Оба стрельца посмотрели на меня с удивлением.
– Какое ж наказание, если ты защищался? Коли два независимых видока твои показания подтвердят, значит, хошь оставайся, а хошь иди на все четыре стороны, никто тебе препятствовать не будет. Ну что надумал? Если идешь, то пошли, отведу в караулку.
– Иду, – сказал я…
В караульном помещении хмурый дядька в кольчуге принял у меня «калашников», тепловой пистолет и СВД. Винтовку брал в руки с почтением, будто золотую, аж морщины возле глаз слегка разгладились.
– Откуда ж такое? – спросил.
– Долгая история, – отмахнулся я. И пошутил: – Если книжку напишу, дам почитать.
– А ты напиши, – вполне серьезно сказал дядька. – Сейчас только старцы-Хранители пишут, да и то лишь Книгу Памяти, которую сами и читают. Мы же грамоту позабыли. Что в отрочестве учили, все из головы вылетело. Так бы, глядишь, хоть вспомнили, как буковицы выглядят.

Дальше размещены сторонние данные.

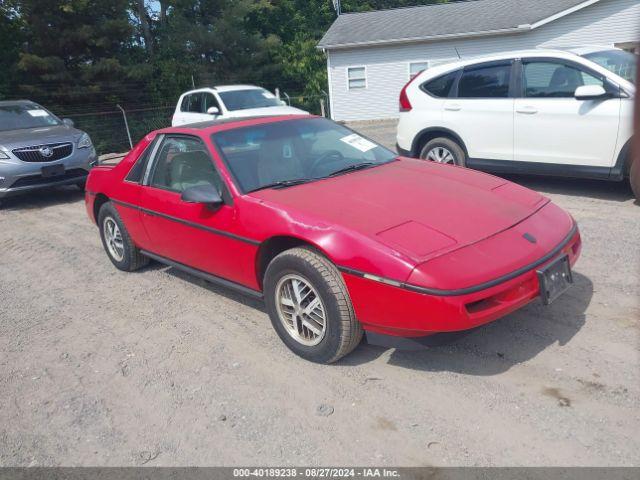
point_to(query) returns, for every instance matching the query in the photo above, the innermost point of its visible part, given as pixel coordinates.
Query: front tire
(309, 306)
(634, 178)
(116, 241)
(444, 150)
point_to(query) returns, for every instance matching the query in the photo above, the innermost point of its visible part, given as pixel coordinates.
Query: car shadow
(576, 187)
(46, 197)
(213, 288)
(496, 347)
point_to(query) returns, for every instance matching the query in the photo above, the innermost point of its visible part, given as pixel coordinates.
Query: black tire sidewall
(330, 344)
(108, 211)
(456, 150)
(634, 178)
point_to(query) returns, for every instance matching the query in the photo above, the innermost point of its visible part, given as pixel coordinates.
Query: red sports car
(338, 234)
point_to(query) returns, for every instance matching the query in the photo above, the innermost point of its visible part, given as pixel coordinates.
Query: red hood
(418, 208)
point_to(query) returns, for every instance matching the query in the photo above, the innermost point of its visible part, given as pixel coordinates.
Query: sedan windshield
(20, 116)
(291, 152)
(250, 98)
(619, 62)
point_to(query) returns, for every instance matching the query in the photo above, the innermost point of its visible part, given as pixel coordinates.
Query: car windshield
(249, 98)
(290, 152)
(619, 62)
(20, 116)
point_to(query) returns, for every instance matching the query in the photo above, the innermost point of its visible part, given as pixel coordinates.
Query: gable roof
(448, 20)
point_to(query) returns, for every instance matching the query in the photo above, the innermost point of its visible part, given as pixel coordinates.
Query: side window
(193, 103)
(137, 171)
(554, 80)
(485, 82)
(357, 78)
(209, 101)
(441, 86)
(184, 107)
(183, 162)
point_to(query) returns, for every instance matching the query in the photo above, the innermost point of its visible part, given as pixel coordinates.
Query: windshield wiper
(284, 184)
(352, 168)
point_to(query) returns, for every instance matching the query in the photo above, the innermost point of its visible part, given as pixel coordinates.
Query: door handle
(527, 110)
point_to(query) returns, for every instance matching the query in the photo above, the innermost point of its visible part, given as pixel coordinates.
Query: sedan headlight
(85, 141)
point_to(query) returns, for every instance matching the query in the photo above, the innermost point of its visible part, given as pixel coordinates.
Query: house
(372, 55)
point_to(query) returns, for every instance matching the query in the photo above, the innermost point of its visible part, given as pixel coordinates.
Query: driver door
(192, 234)
(553, 127)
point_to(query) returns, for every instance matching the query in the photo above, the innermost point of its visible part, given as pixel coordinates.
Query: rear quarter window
(441, 86)
(136, 173)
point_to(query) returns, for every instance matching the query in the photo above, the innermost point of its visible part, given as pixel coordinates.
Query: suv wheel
(634, 178)
(117, 242)
(444, 150)
(309, 306)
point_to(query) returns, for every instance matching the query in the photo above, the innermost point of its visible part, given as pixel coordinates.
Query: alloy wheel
(301, 310)
(441, 155)
(113, 239)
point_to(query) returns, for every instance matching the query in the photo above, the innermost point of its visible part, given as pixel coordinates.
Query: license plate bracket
(555, 279)
(53, 170)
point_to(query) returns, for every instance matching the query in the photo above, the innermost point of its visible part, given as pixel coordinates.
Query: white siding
(605, 23)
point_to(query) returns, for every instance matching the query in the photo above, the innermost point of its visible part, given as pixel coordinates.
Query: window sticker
(356, 141)
(38, 113)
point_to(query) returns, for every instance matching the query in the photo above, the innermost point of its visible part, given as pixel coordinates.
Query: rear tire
(296, 279)
(116, 241)
(444, 150)
(634, 178)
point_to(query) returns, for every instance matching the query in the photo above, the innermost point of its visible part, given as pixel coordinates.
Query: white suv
(553, 112)
(229, 101)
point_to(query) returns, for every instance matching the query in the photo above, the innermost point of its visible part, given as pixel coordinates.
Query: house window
(357, 77)
(417, 67)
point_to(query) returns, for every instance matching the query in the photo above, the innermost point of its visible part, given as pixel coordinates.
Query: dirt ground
(100, 367)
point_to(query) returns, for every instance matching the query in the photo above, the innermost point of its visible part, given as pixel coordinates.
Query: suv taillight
(405, 104)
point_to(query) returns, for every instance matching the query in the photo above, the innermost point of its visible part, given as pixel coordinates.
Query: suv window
(491, 81)
(183, 162)
(209, 101)
(555, 80)
(441, 86)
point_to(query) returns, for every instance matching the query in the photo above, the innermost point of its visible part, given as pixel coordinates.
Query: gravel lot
(100, 367)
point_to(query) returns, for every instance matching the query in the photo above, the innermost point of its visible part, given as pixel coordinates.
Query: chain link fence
(116, 130)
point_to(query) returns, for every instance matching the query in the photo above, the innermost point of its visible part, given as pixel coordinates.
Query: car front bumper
(397, 311)
(18, 177)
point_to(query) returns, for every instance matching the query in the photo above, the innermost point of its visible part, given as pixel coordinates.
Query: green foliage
(75, 55)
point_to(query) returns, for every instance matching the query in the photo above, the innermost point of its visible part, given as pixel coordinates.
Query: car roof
(586, 49)
(469, 61)
(224, 88)
(9, 103)
(214, 125)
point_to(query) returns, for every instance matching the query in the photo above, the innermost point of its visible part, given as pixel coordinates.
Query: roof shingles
(440, 20)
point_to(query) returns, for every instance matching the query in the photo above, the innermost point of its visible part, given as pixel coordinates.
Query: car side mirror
(204, 194)
(590, 92)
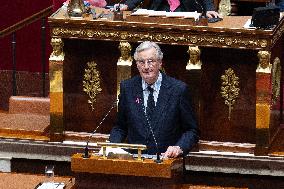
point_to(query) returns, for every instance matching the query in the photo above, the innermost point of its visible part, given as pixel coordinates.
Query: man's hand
(211, 14)
(173, 152)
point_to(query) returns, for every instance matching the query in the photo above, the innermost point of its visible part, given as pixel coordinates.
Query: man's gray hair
(148, 45)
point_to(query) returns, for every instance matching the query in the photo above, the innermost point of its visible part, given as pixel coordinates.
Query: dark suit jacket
(173, 122)
(186, 5)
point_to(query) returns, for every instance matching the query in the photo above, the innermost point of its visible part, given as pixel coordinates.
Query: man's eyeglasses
(150, 62)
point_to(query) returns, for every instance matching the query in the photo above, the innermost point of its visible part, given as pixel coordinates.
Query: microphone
(86, 150)
(203, 13)
(158, 160)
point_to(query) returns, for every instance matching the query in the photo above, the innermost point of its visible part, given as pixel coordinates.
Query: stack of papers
(51, 185)
(146, 12)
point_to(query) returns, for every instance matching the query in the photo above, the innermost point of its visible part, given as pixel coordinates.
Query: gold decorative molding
(276, 78)
(76, 8)
(230, 88)
(57, 46)
(225, 7)
(194, 58)
(125, 51)
(198, 40)
(91, 83)
(264, 65)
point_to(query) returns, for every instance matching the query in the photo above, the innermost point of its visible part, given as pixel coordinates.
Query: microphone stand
(200, 7)
(86, 150)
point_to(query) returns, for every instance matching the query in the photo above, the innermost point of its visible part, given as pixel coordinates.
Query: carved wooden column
(124, 63)
(193, 75)
(263, 102)
(56, 90)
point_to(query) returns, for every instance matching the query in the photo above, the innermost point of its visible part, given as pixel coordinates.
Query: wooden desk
(96, 172)
(27, 181)
(252, 57)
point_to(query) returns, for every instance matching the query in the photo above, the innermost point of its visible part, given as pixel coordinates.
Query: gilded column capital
(57, 46)
(125, 51)
(264, 65)
(194, 62)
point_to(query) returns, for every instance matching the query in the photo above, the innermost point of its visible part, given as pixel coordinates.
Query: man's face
(148, 65)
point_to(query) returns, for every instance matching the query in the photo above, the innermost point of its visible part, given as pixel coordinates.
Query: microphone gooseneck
(158, 160)
(203, 13)
(86, 150)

– Постараюсь, – хмыкнул я, прикидывая, что если собрать все то, что мне успели рассказать Данила с Фыфом, то, глядишь, и вправду на книгу наберется. Друзья остались там, возле Зеркала Миров, – набрать шамирита и помочь Отшельнику изучить сердце Измайловской аномалии. Старик хотел разобраться, действительно ли Зеркало влияет на гон мутантов и Черный Свет в подвалах Кремля? И если да, то можно ли его отключить? Я верил, что у них все получится. Но остаться с ними не мог – у меня было два слишком неотложных дела в Кремле.

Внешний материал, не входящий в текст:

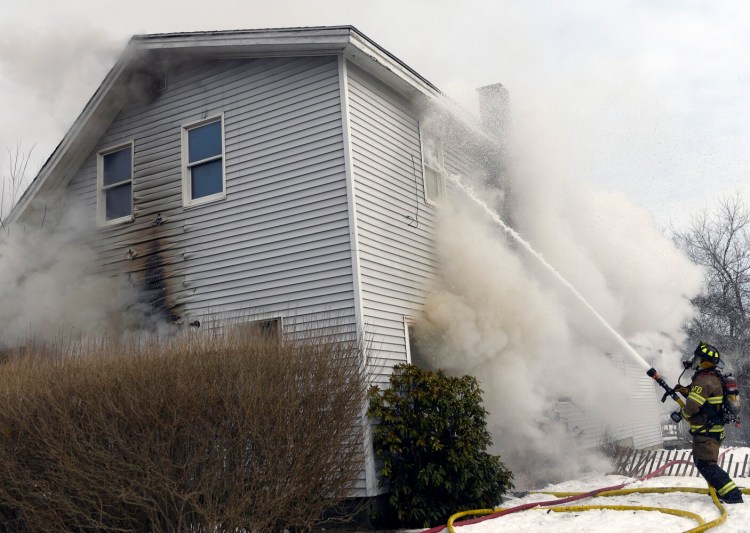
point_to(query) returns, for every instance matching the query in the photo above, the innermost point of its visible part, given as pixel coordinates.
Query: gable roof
(141, 50)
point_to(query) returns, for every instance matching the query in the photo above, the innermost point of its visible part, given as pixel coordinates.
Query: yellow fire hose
(702, 524)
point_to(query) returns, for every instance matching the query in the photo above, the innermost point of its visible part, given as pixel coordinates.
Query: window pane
(117, 166)
(119, 201)
(204, 142)
(206, 179)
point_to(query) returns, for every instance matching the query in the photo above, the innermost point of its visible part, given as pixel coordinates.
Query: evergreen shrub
(432, 438)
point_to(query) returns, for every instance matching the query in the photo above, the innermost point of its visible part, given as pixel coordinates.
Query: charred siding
(278, 245)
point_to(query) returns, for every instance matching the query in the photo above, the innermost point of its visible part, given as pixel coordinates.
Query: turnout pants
(706, 455)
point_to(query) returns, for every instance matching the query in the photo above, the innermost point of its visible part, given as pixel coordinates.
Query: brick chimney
(494, 109)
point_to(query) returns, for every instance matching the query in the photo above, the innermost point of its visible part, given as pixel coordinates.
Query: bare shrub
(204, 433)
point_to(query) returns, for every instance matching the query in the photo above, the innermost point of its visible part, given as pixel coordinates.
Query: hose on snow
(616, 490)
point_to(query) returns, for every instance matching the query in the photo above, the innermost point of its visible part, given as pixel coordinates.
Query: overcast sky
(648, 98)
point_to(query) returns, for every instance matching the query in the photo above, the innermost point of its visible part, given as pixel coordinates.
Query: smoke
(496, 313)
(51, 287)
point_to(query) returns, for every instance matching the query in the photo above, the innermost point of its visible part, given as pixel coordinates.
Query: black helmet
(706, 352)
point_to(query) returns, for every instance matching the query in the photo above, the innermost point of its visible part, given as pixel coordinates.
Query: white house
(285, 175)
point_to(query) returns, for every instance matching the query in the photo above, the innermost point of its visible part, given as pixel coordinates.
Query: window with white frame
(433, 169)
(203, 161)
(115, 184)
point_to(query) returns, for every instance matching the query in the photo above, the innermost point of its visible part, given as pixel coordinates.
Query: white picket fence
(638, 463)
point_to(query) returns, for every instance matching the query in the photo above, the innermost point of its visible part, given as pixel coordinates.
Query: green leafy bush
(432, 438)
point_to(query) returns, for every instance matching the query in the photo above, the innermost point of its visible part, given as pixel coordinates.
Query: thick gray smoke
(497, 314)
(51, 288)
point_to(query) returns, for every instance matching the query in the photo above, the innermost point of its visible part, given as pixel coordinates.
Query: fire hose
(617, 490)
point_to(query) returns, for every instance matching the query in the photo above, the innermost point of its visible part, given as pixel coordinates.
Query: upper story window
(115, 184)
(433, 169)
(203, 161)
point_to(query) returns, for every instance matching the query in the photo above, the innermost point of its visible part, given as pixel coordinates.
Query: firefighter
(704, 398)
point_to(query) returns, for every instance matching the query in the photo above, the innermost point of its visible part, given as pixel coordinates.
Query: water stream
(627, 348)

– А не подскажешь, где бы мне найти матерей дружинника Тимохи и опричника Орясы? – спросил я.
– Матерей? – удивился дядька. – Одна мамка у них, братья они. Только Тимохин батька дружинник, который взял Маланью временной женою, а Оряса – сын ее от законного мужа. Тимоха-то всегда стеснялся брата, хоть и подкармливал тайком из дружинного пайка. А Оряса всю жизнь мечтал быть на него похожим. Говорят, из-за того и в Поле Смерти влез, и в поход напросился с Данилой. Не слыхал про них чего?
– Слыхал, – сказал я, разворачивая завернутые в обрывок брезента обломки меча. – Погибли они оба. Причем оба – как истинные кремлевские дружинники. Сперва Тимоха, а после и Оряса, мечом брата многих мутов положивший. Надо бы меч матери передать…
– Некому его передавать, – покачал головой окольчуженный дядька. – Померла вчера Маланья.
– А отцы?
– Батьку Тимохи давно уж схоронили, в рейде погиб. А отца Орясы еще при прошлом штурме Кремля нео со стены копьем сбил, когда тот обезьянов из пищали отстреливал.
– Получается, дети в отцов пошли, – задумчиво произнес я.
– Получается так, – кивнул дядька. – А чего удивительного-то? Все мы, кремлевские, такие. И стены эти старинные защищать до последнего будем от любой пакости, что на нас полезет. Меч же ты мне оставь, я его Хранителям Веры отнесу. Пусть положат в Храме, рядом с Книгой Памяти и Реликвиями Предков. Там ему самое и место.
– Это верно, – произнес я, бережно передавая собеседнику обломки меча. – Кстати, не подскажешь, а где тут у вас девушка поет под гитару? Глаза еще у нее такие, цвета неба…
Почему-то последние слова я произнес с трудом, словно что-то мешало мне говорить.
Мужик заметил:
– С тобой все в порядке, парень?
– Нормально… Бывало и хуже.
– В трактире Бармы она поет по вечерам, многие ходят слушать. Сначала клинья пытались подбивать, но потом обломались – девка боевая, никого к себе не подпускает. Так что ты тоже не надейся, ежели чего. Кстати, тебе, похоже, не трактир нужен, а хороший лекарь, вон как с лица побледнел.